Il testo della norma approvato dal Governo il 24 dicembre estendeva il diritto al contratto di ricollocazione a tutti coloro che avessero subito un licenziamento illegittimo, o un licenziamento per motivo oggettivo. Nello spostamento dal primo al secondo decreto la norma è stata manipolata, con la soppressione di quella “o”, oltre che della virgola che la precede. Se la disposizione rimanesse così, l’effetto sarebbe che avrebbe diritto al contratto di ricollocazione soltanto chi abbia subito un licenziamento per motivo oggettivo e soltanto quando questo licenziamento sia stato qualificato da un giudice come illegittimo: una platea ristrettissima, dunque, che potrebbe avvalersi del contratto di ricollocazione non subito, ma solo all’esito del passaggio in giudicato della sentenza. Il contrario di quello che ci proponiamo: cioè di una attivazione immediata del lavoratore che perde il posto.

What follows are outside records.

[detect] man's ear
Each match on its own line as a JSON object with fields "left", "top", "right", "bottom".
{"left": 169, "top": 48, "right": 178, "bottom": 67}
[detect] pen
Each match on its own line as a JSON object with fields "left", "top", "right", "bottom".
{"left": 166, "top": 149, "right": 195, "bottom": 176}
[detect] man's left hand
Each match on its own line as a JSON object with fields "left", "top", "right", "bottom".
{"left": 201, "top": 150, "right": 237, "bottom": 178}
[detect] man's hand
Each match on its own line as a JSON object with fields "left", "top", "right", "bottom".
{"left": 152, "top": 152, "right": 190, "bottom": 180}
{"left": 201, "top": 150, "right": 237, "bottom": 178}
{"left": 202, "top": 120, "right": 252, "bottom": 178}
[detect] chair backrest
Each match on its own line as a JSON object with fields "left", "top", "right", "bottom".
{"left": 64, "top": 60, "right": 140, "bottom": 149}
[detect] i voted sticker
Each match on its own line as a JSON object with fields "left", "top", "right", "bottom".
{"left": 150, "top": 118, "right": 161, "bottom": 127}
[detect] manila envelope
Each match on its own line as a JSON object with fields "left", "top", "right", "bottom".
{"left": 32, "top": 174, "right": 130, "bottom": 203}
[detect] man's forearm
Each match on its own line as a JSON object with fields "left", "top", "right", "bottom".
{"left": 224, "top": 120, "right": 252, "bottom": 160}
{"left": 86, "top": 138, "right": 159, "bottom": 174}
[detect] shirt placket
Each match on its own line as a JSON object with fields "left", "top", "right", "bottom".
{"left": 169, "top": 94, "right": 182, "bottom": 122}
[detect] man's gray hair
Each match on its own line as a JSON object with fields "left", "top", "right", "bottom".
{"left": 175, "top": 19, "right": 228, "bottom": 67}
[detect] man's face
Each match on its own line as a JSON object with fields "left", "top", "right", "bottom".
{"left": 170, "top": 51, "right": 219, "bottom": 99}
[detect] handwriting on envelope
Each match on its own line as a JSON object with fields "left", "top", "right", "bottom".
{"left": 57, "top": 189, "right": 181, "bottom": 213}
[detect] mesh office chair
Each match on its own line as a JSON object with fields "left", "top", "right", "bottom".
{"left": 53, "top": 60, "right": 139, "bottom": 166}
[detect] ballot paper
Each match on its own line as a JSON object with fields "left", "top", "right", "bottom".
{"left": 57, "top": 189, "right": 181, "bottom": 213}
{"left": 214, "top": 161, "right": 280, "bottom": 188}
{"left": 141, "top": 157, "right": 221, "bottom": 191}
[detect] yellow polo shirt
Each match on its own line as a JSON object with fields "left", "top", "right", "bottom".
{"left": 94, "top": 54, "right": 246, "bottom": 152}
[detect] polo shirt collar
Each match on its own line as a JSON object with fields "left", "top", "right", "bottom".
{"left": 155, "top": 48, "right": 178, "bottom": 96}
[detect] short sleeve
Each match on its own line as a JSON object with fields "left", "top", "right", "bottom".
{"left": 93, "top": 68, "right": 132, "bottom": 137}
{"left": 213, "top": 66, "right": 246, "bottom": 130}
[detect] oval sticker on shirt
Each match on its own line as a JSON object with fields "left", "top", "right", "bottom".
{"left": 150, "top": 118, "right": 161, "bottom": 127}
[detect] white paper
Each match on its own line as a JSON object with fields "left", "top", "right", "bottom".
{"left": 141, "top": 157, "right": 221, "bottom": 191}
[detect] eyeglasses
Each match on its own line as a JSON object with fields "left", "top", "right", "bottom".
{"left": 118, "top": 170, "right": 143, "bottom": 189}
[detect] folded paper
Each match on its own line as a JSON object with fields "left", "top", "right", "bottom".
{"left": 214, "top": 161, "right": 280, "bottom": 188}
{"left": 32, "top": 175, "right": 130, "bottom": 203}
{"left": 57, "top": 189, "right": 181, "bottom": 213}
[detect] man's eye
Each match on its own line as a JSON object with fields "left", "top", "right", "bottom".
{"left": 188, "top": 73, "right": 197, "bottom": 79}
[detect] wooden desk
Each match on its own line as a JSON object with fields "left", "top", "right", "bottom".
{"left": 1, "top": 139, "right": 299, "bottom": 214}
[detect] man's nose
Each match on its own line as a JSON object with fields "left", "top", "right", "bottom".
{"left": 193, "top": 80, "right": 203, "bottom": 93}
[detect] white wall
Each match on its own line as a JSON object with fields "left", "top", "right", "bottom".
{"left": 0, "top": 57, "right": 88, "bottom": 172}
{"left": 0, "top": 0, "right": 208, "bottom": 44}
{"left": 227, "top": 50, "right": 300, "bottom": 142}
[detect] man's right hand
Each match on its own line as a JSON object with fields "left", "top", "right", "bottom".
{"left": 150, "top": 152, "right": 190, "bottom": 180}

Come è potuto accadere che venisse introdotta questa restrizione?
Certamente non corrisponde alla volontà politica del Governo, né delle forze politiche della maggioranza. Questa vicenda dimostra quanto il controllo sui testi legislativi possa facilmente sfuggire di mano al legislatore. Questa modifica, inserita in modo tecnicamente sapiente da qualche dirigente ministeriale, si pone in linea con l’ostruzionismo che una parte delle strutture ministeriali ha condotto per tutto lo scorso anno contro il decollo della sperimentazione del contratto di ricollocazione.

Perché questa resistenza?
Perché una parte rilevante della dirigenza pubblica non apprezza affatto la scelta, compiuta con la legge-delega n. 183/2014, di puntare sulla cooperazione e integrazione fra strutture pubbliche e agenzie specializzate per la ricollocazione dei disoccupati: avrebbero preferito che si scegliesse di investire tutte le risorse sulle strutture pubbliche. Questa opposizione dall’interno delle strutture pubbliche, poi, si salda con quella della sinistra sindacale, che vede il contratto di ricollocazione come il fumo negli occhi.

Che cosa temono?
Questi sindacalisti preferirebbero che le crisi occupazionali aziendali continuassero a essere affrontate mettendo i lavoratori in freezer per anni e anni, con la Cassa integrazione “a perdere”. Il contratto di ricollocazione obbliga, invece la persona interessata ad attivarsi subito per la rioccupazione, sostenendola in questo passaggio, ma rendendo effettiva la condizionalità del trattamento di disoccupazione.